Despite the dominating presence of Old Man Brady, who years ago wore out his welcome in the winning department, I was happy to see the Tampa Bay Buccaneers take the Super Bowl.
Happy for veterans like Jason Pierre-Paul, the former New York Giants defensive end who once blew off his own digit with a firework, or the reclaimed running back from down on the bayou, Leonard Fournette, he of the slick-bald pate and thick nest of Abe Lincoln beard. Happy for the sports fans of Tampa, where time and again baseball’s Devil Rays have come up just short, title-wise, after deep runs into October fueled by grit and smarts and zero help from a rock-bottom payroll.
I was also happy because I once overheard that a figure from my youth, a friend’s late brother, had been a Bucs fan, a fact noted with some befuddlement by his father. I mentioned this to my own brother on the eve of the Super Bowl, and he speculated that the fondness, which he shared, was “because of the cool orange creamsicle jerseys” of the past, and the old helmets “with the Errol Flynn-style buccaneer on ’em — a look they shoulda brought back but with Brady’s face.”
Part of their charm then was how bad they were — there were those “Go for 0!” signs pushing something to root for, even something inverse. Not quite “the Aints” of the formerly godawful New Orleans Saints, back when fans would appear in the stands with paper bags over their heads, but close, and in the late ’70s the Bucs did almost make it through two entire seasons without winning a game.
Team attachments are a funny thing.

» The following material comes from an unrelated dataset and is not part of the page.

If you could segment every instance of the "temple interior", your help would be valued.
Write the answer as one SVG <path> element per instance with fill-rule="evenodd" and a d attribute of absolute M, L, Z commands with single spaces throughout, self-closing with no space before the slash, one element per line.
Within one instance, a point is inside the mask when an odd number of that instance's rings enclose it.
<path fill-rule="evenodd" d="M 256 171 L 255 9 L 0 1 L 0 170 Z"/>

Not long ago I saw a photo of myself as a chubby-faced little kid outside what was once the family house on Green Street in Sag Harbor wearing a “Property of New York Giants” T-shirt, which by all rights should be as loyalty-forming as it gets, and yet I’ve recently found my allegiance hewing to the Buffalo Bills, who are, as I like to call them, “New York’s only N.F.L. team.”
Consider the Jets, across the river in Jersey. They might be the least likable team in professional sports, but many of us would still be living and dying with them if only they’d stayed in Queens.
As it is, I’m hoping my daughter might go to college somewhere in the northern and western vastness of our state, giving me reason to double down on my new Bills fandom. Hey, home’s anywhere you hang your helmet.